Mike kissed her neck and then held her. “That’s what happens to me when I’m anywhere near you. I can’t think straight,” he said, and she laughed.
“You’re just a sex addict,” she teased him, and he looked at her.
“Is that a compliment or a complaint?” he asked her.
“A compliment of course. You’ve turned me into one too.”
“That’s the best news of all. And you’ve made my life more glamorous. I spend my weekends in Paris now. Me, a poor boy from Boston.” But he wasn’t that anymore, and he was way more sophisticated than that. Enough so to fit perfectly into her life. He had his own field of expertise. “Theo, do you ever think of moving your business back to the States?” He had been thinking about that a lot lately, about how they could be together more, and even live in the same city.

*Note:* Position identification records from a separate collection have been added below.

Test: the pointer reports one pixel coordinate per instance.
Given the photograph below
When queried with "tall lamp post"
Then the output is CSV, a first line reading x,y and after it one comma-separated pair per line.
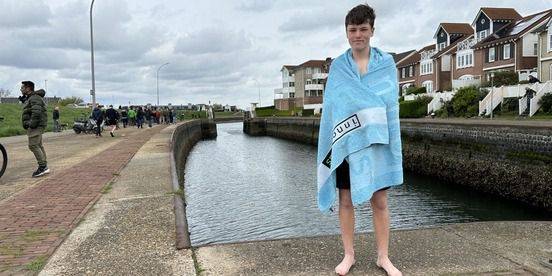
x,y
158,69
259,87
492,93
93,90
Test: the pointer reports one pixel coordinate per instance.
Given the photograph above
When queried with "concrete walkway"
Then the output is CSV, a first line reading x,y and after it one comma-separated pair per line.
x,y
37,215
130,231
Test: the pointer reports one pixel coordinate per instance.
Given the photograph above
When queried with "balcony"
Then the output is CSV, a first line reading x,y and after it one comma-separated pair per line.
x,y
287,90
319,76
466,82
314,87
288,79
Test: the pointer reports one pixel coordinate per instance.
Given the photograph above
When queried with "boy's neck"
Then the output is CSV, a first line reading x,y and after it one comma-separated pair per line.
x,y
363,54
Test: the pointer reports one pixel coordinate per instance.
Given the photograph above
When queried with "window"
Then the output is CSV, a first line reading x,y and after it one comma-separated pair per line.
x,y
491,54
549,38
506,51
427,67
428,85
481,35
464,59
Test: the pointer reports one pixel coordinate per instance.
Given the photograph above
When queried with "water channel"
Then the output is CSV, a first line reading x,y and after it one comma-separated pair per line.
x,y
243,188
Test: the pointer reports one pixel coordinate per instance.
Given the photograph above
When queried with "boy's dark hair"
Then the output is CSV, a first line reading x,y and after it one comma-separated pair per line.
x,y
359,15
29,84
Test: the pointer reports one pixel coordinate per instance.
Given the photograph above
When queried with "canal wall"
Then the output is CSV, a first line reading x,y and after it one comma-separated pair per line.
x,y
507,159
183,139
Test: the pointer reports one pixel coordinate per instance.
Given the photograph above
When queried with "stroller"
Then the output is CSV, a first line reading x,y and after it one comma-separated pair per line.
x,y
86,125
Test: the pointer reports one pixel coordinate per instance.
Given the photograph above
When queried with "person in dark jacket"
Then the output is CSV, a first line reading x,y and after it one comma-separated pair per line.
x,y
149,116
112,117
55,116
35,120
124,117
97,115
533,79
139,117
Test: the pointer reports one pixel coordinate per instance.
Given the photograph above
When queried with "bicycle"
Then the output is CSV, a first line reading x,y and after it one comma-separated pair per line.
x,y
3,157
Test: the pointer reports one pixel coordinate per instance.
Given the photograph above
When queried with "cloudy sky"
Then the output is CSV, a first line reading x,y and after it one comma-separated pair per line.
x,y
219,51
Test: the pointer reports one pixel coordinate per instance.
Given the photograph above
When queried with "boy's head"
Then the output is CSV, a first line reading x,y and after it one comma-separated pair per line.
x,y
359,24
359,15
27,87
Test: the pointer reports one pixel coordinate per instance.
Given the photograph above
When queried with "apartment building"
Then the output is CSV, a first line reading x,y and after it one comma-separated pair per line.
x,y
513,46
302,85
544,62
446,37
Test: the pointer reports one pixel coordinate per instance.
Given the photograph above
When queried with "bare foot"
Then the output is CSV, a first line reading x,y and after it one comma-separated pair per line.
x,y
386,264
345,265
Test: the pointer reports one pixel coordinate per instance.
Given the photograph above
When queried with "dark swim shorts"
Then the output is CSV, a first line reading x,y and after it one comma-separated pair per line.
x,y
343,179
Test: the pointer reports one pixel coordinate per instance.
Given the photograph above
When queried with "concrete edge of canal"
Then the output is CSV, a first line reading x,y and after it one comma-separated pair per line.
x,y
183,139
508,159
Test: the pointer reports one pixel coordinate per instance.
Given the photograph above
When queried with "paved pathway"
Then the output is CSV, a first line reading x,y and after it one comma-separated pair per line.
x,y
36,218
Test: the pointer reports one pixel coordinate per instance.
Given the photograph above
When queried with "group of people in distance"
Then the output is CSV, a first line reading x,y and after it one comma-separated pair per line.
x,y
131,116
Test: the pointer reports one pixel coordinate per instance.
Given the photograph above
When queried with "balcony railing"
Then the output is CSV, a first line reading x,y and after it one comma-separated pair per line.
x,y
319,76
288,79
314,87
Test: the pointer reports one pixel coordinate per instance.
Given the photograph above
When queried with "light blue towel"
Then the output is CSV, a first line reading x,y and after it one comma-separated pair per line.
x,y
360,124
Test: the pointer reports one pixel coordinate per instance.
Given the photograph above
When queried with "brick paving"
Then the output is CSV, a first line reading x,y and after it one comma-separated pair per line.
x,y
35,222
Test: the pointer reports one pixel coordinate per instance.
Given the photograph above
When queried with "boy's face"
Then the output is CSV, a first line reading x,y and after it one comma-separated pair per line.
x,y
359,36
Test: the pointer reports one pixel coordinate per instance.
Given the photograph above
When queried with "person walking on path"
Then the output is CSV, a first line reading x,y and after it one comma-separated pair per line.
x,y
124,117
359,146
171,116
149,116
55,117
98,116
112,117
157,115
35,119
140,114
132,116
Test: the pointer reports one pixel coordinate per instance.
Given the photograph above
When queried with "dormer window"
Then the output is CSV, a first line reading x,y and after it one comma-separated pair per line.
x,y
482,34
491,54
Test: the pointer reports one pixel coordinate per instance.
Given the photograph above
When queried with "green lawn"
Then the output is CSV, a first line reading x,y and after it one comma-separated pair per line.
x,y
11,125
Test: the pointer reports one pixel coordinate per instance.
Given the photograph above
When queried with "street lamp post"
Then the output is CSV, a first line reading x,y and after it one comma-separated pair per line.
x,y
158,69
492,94
93,91
259,87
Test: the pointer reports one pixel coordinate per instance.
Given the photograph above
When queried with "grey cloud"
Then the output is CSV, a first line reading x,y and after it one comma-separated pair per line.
x,y
255,5
312,21
211,40
23,13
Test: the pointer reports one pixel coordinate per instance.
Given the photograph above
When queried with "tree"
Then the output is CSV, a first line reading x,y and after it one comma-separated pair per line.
x,y
4,92
70,100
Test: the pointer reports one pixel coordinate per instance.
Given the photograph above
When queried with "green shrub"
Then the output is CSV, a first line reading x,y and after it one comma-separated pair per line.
x,y
465,102
308,112
414,109
503,78
546,103
509,105
415,90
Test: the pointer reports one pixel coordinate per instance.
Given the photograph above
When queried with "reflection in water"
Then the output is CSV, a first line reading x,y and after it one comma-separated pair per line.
x,y
242,188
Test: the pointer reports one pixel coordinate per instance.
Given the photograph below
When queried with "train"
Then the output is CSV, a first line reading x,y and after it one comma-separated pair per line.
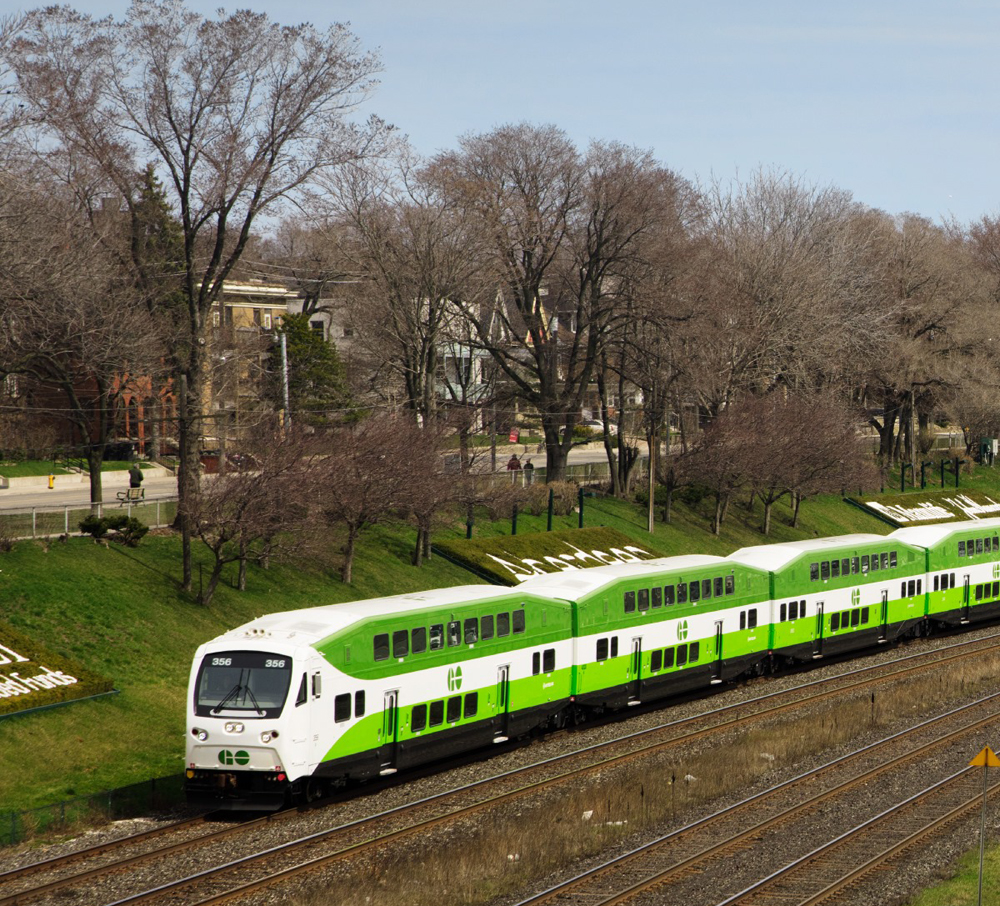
x,y
292,704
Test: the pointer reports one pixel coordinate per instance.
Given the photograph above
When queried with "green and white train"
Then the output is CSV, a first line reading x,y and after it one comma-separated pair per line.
x,y
294,702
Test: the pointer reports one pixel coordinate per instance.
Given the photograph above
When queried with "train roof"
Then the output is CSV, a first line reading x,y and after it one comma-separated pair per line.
x,y
312,624
772,557
571,584
930,535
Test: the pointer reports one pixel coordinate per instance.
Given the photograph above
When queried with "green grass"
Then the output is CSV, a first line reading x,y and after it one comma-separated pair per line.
x,y
120,613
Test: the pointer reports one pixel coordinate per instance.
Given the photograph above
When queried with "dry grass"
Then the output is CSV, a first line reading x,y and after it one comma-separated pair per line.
x,y
503,851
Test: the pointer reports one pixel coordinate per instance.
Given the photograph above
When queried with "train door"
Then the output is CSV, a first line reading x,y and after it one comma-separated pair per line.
x,y
818,637
390,731
717,666
635,672
501,727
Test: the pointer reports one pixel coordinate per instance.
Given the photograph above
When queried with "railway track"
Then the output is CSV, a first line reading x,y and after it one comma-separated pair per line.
x,y
271,850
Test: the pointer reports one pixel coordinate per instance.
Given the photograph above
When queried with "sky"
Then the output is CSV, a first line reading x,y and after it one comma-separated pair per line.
x,y
894,102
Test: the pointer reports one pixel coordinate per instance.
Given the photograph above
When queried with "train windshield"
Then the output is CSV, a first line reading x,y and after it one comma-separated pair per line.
x,y
248,683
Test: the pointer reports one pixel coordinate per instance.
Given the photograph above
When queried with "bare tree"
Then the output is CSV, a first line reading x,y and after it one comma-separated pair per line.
x,y
238,114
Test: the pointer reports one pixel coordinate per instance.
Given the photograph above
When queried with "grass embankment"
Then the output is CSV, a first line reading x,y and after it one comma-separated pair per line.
x,y
120,613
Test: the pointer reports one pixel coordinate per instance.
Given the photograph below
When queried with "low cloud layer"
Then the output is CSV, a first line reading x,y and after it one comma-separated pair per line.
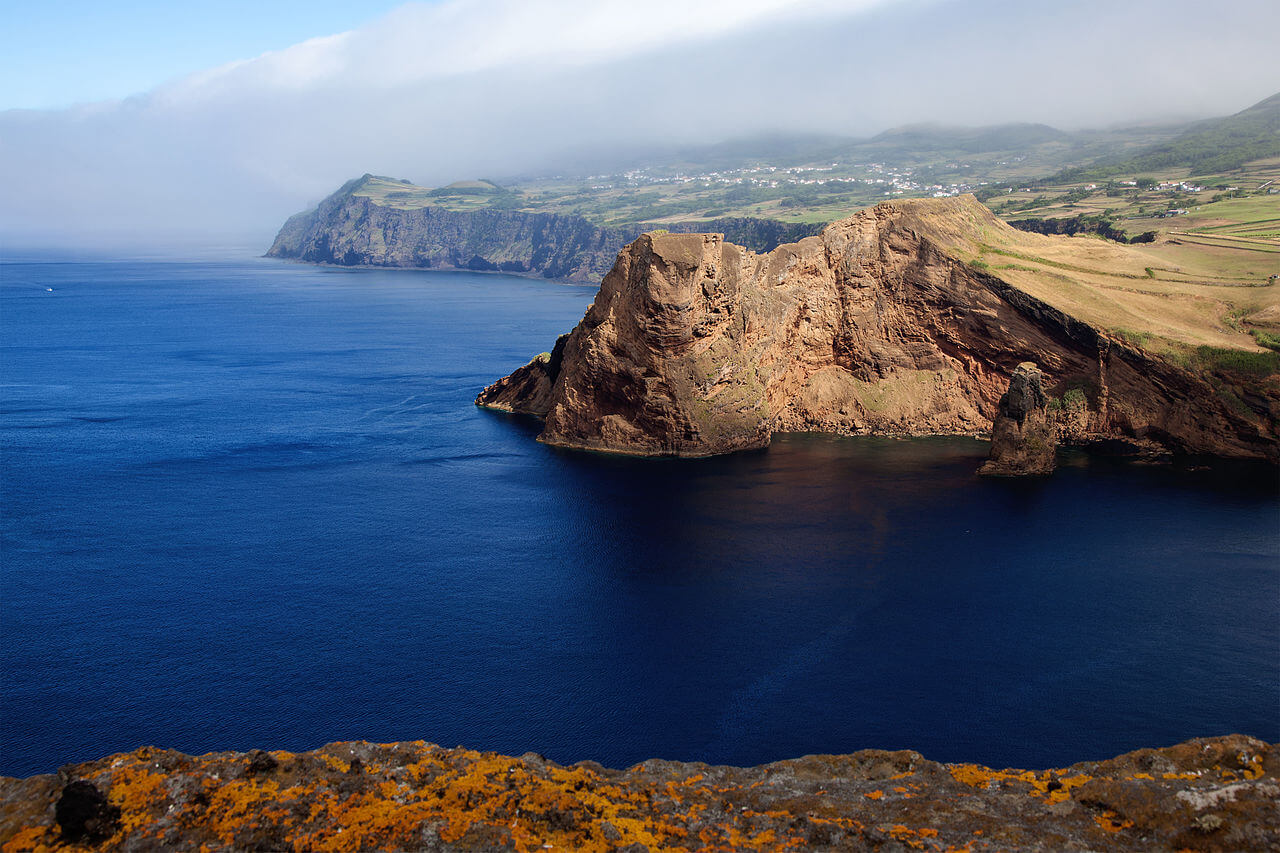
x,y
442,91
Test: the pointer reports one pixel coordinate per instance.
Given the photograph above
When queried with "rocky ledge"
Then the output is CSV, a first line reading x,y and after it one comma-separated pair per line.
x,y
1206,794
880,325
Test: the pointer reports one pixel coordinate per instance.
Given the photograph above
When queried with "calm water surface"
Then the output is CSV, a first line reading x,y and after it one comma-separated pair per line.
x,y
250,503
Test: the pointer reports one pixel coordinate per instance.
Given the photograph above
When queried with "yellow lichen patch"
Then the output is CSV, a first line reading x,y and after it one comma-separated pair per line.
x,y
979,776
138,792
912,838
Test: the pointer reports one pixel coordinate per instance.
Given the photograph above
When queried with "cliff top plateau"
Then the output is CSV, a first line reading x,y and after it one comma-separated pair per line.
x,y
1205,794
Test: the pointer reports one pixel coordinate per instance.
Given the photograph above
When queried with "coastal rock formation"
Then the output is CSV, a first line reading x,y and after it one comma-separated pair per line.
x,y
353,229
1024,437
695,346
1206,794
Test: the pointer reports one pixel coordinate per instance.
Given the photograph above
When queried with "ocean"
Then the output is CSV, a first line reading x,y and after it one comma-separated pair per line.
x,y
250,503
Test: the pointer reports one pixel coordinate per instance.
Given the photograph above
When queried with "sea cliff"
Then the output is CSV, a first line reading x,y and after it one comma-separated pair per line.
x,y
362,224
887,323
1205,794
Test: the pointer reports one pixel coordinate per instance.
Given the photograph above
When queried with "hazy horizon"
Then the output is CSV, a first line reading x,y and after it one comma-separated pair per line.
x,y
442,91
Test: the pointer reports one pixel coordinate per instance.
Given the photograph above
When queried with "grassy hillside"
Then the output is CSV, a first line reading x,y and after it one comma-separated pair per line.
x,y
1206,147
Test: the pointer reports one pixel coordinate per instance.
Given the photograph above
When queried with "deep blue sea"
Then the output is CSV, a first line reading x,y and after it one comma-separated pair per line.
x,y
250,503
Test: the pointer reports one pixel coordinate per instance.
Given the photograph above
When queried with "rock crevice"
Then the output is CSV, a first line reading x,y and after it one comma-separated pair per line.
x,y
695,346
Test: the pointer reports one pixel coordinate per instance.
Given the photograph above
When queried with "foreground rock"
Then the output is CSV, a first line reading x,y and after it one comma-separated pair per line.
x,y
695,346
1207,794
1024,437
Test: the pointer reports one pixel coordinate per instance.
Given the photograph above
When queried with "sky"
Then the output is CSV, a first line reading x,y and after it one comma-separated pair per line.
x,y
208,123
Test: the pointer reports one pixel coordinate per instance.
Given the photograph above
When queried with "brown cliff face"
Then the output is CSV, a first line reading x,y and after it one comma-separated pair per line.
x,y
1024,437
695,346
1206,794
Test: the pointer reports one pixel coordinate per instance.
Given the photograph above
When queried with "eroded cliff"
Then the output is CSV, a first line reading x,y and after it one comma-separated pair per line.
x,y
1206,794
365,224
883,324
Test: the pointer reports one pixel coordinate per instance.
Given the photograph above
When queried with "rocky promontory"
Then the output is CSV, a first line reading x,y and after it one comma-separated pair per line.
x,y
369,223
1024,437
886,323
1205,794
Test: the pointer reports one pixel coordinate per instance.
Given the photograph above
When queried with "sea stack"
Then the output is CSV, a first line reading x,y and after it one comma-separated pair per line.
x,y
1024,436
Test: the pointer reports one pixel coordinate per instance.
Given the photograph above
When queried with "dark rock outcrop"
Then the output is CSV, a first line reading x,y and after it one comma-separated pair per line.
x,y
1024,436
1206,794
352,229
83,813
695,346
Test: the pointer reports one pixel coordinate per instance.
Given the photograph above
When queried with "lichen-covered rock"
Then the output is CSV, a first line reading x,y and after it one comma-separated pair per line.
x,y
1024,436
695,346
1207,794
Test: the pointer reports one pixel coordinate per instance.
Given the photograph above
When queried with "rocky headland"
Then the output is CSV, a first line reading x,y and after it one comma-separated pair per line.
x,y
895,322
1205,794
365,224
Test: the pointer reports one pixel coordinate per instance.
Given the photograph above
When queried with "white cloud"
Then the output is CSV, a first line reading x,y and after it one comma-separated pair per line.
x,y
465,87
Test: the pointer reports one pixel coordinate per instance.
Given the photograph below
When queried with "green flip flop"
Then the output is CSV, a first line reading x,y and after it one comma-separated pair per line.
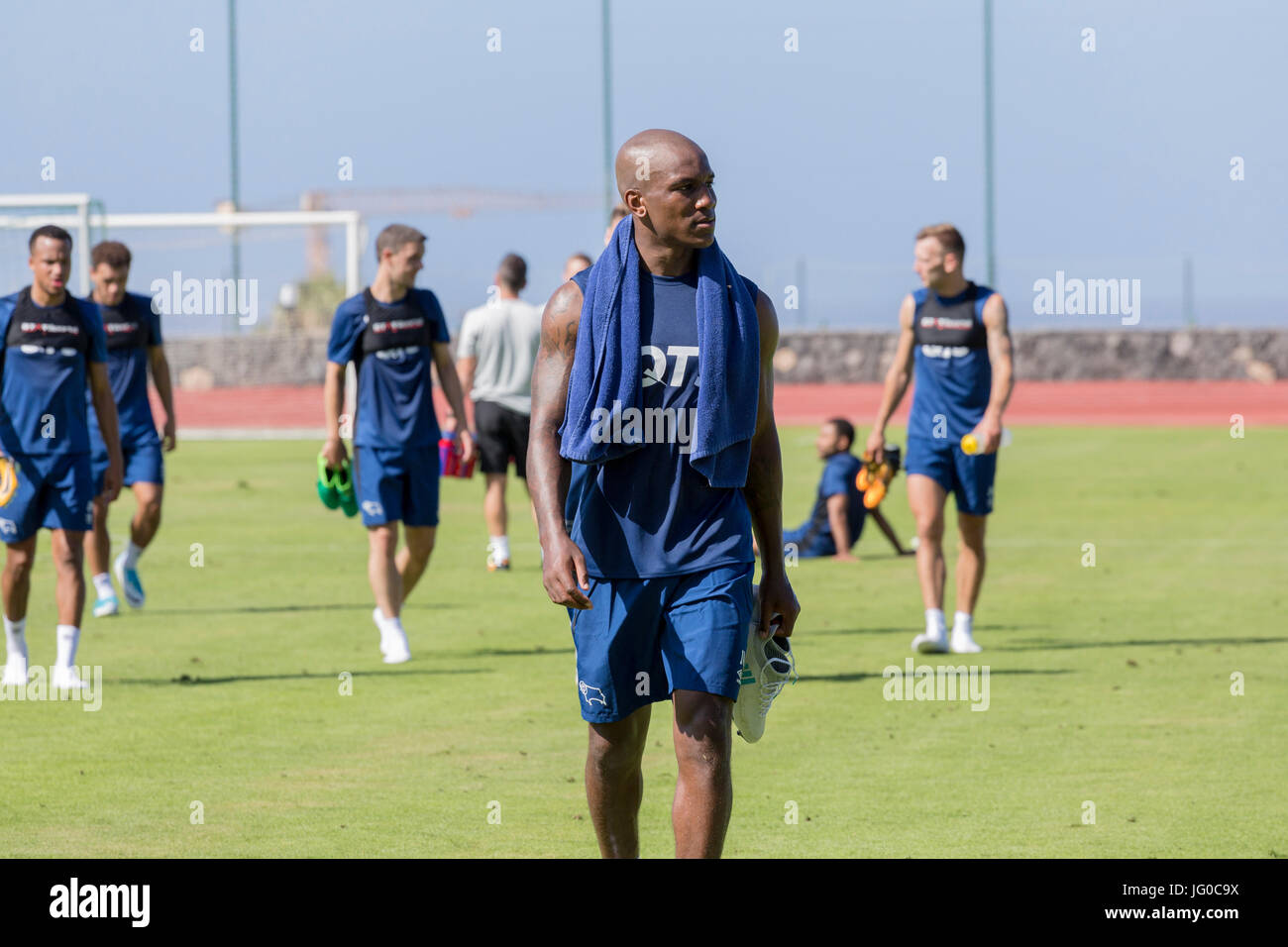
x,y
329,489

“Never,” she said simply. “This works. I have access to great talent for my business. People with terrific experience. I love living here. This really works well for me, and for the business. And I have Matthieu’s business to take care of now too, even though I don’t work on it full time. If I moved Theo.com to New York, I’d be on a plane every five minutes to deal with his business. It’s hard enough having both offices in two separate locations in the same city, let alone three thousand miles apart.”